In short, my art registers my experience of the world. It reflects the search for, and expression of my identity—something that is at once found within, but also shaped across time by our experiences, and by our relationships with people, places, and things. I have always been curious. From a young age, curiosity made me ask questions, and, at the same time, along with a predilection for history and a fascination for “old things,” curiosity drove me to collect: fossils, rocks, coins, stamps, books, pictures, furniture. I have also always loved to draw and write, so I suppose I am a collector of images and words as well. Finally, I have always loved to share and explain my findings—hence, my passion for teaching.

All of these loves can be found in my work. My drawings and prints are meditations on the human relationship with the natural world, dreams about what lies just beneath the surface of a body or a landscape, reflections on connections with others—ranging from the most intimate communion possible between the oldest of friends or lovers, to the most isolating deprivation, and potential for the destruction of life, on the other.

I am a printmaker. I see printmaking as the ultimate art form because it subsumes and combines all of the others: sculpture, painting, drawing, and even now finds new and infinite possibilities in the realms of digital photography and media. I love ink and I love making marks and impressions upon paper, whether they form images or words. I have kept a succession of sketchbooks-cum-journals. These contain the catalogue of all that I have collected and serve as a resource for my works.

With a series of interconnected forms abstracted from life: bodies, vessels, branches, roots, stones, and figures, and stars—a visual language that I have developed over the last two decades—I construct landscapes that pulsate and celebrate life, or else speak to its threat and demise. Pervading my works is the idea that although life is fleeting and finite, new life can and often does emerge out of death.

My most recent works, “Brasses,” are inspired by medieval funerary brasses and the rubbings made after them. Meditating on the entombment of ancestral figures, these mixed-media prints imagine that the bodies of the buried are still intact like their brass effigies—living, though sealed underground. The technique befits the subject. I start with a basic etching or underdrawing, which outlines the figures. Wax is then heavily rubbed over sections of the sheet. I use the etching needle to partially excavate the figures beneath. To add detail, wire meshes and small metal objects are pressed or hammered into sections of the waxed surface. Black ink is then liberally washed over sections of the sheet so that it infiltrates the exposed paper and fills the patterns created by the object impressions (the results of this step are quite unpredictable and exciting). The overall surface is then lightly blotted and buffed, carefully preserving the residual wax and the detail it carries. Further details are picked out with the needle and ink is added as needed.

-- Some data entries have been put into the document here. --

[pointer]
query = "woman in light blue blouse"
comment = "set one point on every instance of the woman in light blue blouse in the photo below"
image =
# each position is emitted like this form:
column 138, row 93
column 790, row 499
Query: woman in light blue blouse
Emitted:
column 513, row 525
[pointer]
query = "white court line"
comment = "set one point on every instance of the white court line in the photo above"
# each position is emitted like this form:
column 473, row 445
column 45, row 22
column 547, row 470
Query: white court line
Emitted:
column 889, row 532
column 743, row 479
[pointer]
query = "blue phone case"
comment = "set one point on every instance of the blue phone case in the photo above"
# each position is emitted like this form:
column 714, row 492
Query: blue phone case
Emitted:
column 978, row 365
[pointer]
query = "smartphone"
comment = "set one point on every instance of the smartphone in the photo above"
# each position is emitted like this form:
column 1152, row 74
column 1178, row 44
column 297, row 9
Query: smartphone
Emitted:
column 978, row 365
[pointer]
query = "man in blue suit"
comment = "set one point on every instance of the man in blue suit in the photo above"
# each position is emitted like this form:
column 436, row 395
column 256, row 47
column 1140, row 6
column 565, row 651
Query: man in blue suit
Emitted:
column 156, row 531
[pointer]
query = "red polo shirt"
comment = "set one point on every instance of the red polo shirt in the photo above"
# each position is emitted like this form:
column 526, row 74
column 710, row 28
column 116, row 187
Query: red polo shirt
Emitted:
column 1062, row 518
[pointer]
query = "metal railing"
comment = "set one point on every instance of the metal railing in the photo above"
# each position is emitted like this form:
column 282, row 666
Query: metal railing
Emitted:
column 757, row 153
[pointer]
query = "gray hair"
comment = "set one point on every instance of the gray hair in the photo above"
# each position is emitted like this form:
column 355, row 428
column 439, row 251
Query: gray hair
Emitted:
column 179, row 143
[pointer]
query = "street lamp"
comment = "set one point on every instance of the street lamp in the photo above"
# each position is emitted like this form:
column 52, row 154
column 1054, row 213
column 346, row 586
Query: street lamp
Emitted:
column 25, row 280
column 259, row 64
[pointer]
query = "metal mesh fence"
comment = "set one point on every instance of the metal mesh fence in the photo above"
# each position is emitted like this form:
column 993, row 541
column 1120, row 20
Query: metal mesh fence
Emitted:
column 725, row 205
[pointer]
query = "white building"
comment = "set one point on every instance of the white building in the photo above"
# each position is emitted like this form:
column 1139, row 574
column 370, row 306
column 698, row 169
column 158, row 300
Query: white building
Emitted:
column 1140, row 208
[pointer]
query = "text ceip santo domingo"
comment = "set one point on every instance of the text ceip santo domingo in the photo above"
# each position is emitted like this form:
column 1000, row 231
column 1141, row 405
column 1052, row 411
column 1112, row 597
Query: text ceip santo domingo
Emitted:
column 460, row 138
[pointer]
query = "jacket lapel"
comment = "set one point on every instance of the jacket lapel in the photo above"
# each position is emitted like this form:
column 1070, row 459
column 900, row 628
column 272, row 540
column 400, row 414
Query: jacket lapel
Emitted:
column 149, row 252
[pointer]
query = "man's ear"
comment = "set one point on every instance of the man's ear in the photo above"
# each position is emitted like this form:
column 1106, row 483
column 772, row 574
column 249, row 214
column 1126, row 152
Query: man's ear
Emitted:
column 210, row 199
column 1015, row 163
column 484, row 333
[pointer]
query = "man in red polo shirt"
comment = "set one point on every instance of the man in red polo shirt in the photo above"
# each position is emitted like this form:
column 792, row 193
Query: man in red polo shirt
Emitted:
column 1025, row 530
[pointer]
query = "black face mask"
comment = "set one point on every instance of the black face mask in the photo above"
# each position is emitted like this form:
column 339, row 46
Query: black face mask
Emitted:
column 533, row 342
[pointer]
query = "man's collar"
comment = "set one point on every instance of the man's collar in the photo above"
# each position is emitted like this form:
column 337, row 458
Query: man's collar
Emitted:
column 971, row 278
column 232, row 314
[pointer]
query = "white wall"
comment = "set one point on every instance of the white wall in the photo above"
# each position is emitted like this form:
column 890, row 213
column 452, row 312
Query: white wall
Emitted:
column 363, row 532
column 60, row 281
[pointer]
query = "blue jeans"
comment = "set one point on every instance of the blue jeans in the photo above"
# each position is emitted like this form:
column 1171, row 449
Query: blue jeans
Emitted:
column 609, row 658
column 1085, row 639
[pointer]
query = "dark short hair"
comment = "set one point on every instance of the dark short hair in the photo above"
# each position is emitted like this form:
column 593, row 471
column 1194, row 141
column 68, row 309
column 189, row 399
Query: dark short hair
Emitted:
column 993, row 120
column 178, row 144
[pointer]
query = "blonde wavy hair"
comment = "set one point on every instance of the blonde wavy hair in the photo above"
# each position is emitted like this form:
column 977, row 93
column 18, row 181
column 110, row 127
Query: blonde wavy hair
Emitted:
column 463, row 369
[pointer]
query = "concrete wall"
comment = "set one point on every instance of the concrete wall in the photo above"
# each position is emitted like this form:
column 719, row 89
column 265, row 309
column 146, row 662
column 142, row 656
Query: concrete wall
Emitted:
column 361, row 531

I am now planning a series of “Brasses” on a larger scale. These will incorporate multi-plate etchings with new drawings, image transfers of older drawings, and collagraphs using found objects and materials to make up the figures to be excavated. I connect the physical act of recovering the printed/underdrawn figures with what I also do as historian, writer, and curator: making the unseen or forgotten once more visible—or making the dead live again.